1. 자신의 요약과 모델의 요약의 Rouge score를 비교해주세요
2. Rouge 점수와 실제 주관적인 요약 질에 차이가 있나요? (나의 요약이 더 좋은 것 같은데 Rouge 지표는 더 낮게 나왔다던지…?) 이런 차이가 발생하는 이유가 무엇인가요?

3. 실제 요약 성능을 보다 잘 측정하기 위해서 evaluation metric으로 무엇이 더 고려되어야하는지 자유롭게 작성해주세요.



1. 전반적으로 모델 요약문의 Rouge score가 제 요약보다 높게 나왔습니다. 특히 Recall을 비교하면, 모델의 요약문이 원문의 내용을 더 많이 포함하고 있습니다. 이를 통해 모델이 생성한 요약문이 제가 작성한 요약보다 원문의 내용을 더 잘 반영하고 있다는 결과를 나타냅니다.
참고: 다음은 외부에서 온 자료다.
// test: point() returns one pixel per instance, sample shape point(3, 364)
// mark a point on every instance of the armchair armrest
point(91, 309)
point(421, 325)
2. Rouge는 n-gram을 기반으로 하는 평가 지표로, 원문의 의미나 문맥을 고려하지 않고 단순히 단어의 중복도를 기준으로 점수를 측정합니다. 따라서 단순히 원문과 비슷한 단어를 사용하면 더 높은 점수를 받을 수 있습니다. 그러나 사람이 판단하는 요약의 질은 내용의 정확성이나 가독성 등 다양한 관점을 기준으로 종합적으로 고려하기 때문에 이런 차이가 발생합니다.


3. BERTScore: BERT처럼 사전 학습된 LLM을 사용해 원문과 요약문의 유사도를 판단하여 평가할 수 있습니다. 이는 rouge와 다르게 문장 수준에서 유사도를 파악할 수 있어 더 잘 측정할 수 있습니다.